110 115 120Thr Ser Trp Tyr Val Ala Leu Lys Arg Thr Gly Gln Tyr Lys Leu

125 130 135Gly Ser Lys Thr Gly Pro Gly Gln Lys Ala Ile Leu Phe Leu Pro

140 145 150Met Ser Ala?Lys Ser

155

Claims

1, the gene order of a kind of rh-bFGF of synthetic (rhbFGF) is characterized in that: on the basis of natural human total length basic fibroblast growth factor gene sequence, change codon into intestinal bacteria bias codon.

2, according to claim 1 synthetic gene order, at least will introduce following sudden change: the arginic codon mutation of will encoding is CGT or sports CGC (effect same is arranged), the codon mutation of coding proline(Pro) is CCG, and the leucic codon mutation of encoding is CTG.

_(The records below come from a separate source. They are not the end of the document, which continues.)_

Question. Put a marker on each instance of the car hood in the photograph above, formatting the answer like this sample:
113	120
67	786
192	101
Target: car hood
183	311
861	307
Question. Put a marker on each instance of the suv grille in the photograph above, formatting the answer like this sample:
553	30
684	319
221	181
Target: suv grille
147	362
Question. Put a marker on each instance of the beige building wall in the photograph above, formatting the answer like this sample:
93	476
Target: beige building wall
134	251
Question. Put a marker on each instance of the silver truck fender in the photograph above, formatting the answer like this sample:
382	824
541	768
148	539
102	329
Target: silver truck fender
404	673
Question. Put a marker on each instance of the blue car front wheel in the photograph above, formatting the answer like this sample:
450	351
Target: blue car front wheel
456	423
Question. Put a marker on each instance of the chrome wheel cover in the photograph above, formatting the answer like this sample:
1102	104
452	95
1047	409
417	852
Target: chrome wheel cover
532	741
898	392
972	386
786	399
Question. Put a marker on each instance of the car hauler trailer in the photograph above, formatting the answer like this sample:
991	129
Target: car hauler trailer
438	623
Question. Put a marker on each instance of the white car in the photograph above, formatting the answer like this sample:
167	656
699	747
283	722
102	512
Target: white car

3, will be connected with prokaryotic expression carrier according to claim 1 and the 2 hbFGF DNA that make up, transformed into escherichia coli is built into the engineering strain that efficiently expresses hbFGF, it is characterized in that:

(1) hbFGF DNA is connected with the prokaryotic expression carrier with T7 or Tac promotor, is assembled into high efficiency recombinant expressed plasmid;

(2) above-mentioned recombinant expression plasmid difference transformed into escherichia coli BL21 (DE3) and e. coli jm109 (DE3) are built into the engineering strain that efficiently expresses hbFGF, through the IPTG abduction delivering.